Eddie Jones has been sacked as coach of the Wallabies after a disappointing run of eight defeats in nine games.
Jones had come under increasing pressure in recent games
The Australian Rugby Union (ARU) hope the move will spark a revival in fortunes ahead of the 2007 World Cup.
Ewen McKenzie, David Nucifora, John Mitchell and Scott Johnson are among those touted to take over.
"Professional rugby is a result-based game - one win in nine matches is far from satisfactory," said ARU chief executive Gary Flowers on Friday.
NSW coach McKenzie is a former Wallaby prop who played in Australia's 1991 World Cup final win over England.
Nucifora won two caps for Australia as a hooker and, after leading the Brumbies to the Super 12 title in 2004, is now technical advisor at the Auckland Blues.
Mitchell, the former England forwards and All Blacks coach, is in charge of Australia's new Super 14 franchise Western Force, while Johnson is Wales' skills coach.
"This is a very difficult decision, but the ARU strongly believes we must give the Wallabies a fresh start with a new coach who will give us the best possible chance of future success," added Flowers.
"The national team has underperformed over the past five months and the ARU has reached the view that the current situation is unsustainable."
EDDIE JONES FACTFILE
Born: 30 Jan 1960
Coaching honours: Japan, Suntory, Australia A, ACT Brumbies, Australia
Past employment: School teacher and principal
Playing career: Hooker for New South Wales (no international honours)
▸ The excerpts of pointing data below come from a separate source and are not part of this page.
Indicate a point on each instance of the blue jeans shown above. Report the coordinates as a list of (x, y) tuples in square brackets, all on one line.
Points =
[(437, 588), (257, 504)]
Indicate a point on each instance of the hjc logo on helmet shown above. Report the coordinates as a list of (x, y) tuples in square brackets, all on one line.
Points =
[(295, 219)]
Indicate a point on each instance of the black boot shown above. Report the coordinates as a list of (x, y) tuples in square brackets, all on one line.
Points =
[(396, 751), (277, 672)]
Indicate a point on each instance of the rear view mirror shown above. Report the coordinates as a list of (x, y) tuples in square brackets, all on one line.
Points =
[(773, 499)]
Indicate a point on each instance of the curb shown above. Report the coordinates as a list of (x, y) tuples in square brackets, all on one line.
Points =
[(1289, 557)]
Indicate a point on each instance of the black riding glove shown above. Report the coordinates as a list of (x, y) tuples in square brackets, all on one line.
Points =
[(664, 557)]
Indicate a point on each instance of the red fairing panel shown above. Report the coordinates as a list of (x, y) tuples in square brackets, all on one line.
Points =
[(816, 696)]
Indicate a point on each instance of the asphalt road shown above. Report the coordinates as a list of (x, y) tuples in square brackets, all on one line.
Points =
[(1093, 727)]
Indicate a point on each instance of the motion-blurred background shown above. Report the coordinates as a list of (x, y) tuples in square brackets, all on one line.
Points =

Did you know? Under Jones, Australia endured their worst streak in 36 years - losing seven matches in a row
Jones had been contracted to guide the national side to the 2007 World Cup in France but is reported to have received an unspecified payout to end his tenure prematurely.
He is now expected to be appointed head coach of the Japanese national side and could come face to face with the Wallabies in the 2007 World Cup.
An emotional Jones said: "I don't agree with the decision, but I accept it. It's hard to describe the disappointment.
"I would have loved the opportunity to win the World Cup for Australia in 2007."
And the 45-year-old added: "The one thing I know is I would like to coach the Wallabies again. I'm still young, even though I've lost some hair.
"There's no reason why I won't be coaching the Wallabies again. And that is my intention.
"I want to become a better coach and coach the Wallabies again. It's the greatest honour and privilege you can have."
Jones, who was appointed in 2001, won 33 of his 57 games in charge, losing 23 and drawing one.
And he suggested his side's poor showing in 2005, when they finished bottom of the Tri-Nations table without a win, was not helped by a crippling injury list.
Players of the calibre of David Lyons, Clyde Rathbone, Stephen Larkham, Elton Flatley, Stirling Mortlock, Jeremy Paul, Bill Young and Ben Tune all missed last month's European tour.
"What we haven't done is win enough games," said Jones, whose front row proved to be the weak link against the likes of England and Wales.
"But I'm quite convinced - and I can say this with absolute conviction - that the development of the side is pretty good.
"In terms of where we're going, we're on the right track.
"You'll see those fruits borne in a couple of years. We've got a very good chance of winning the next World Cup."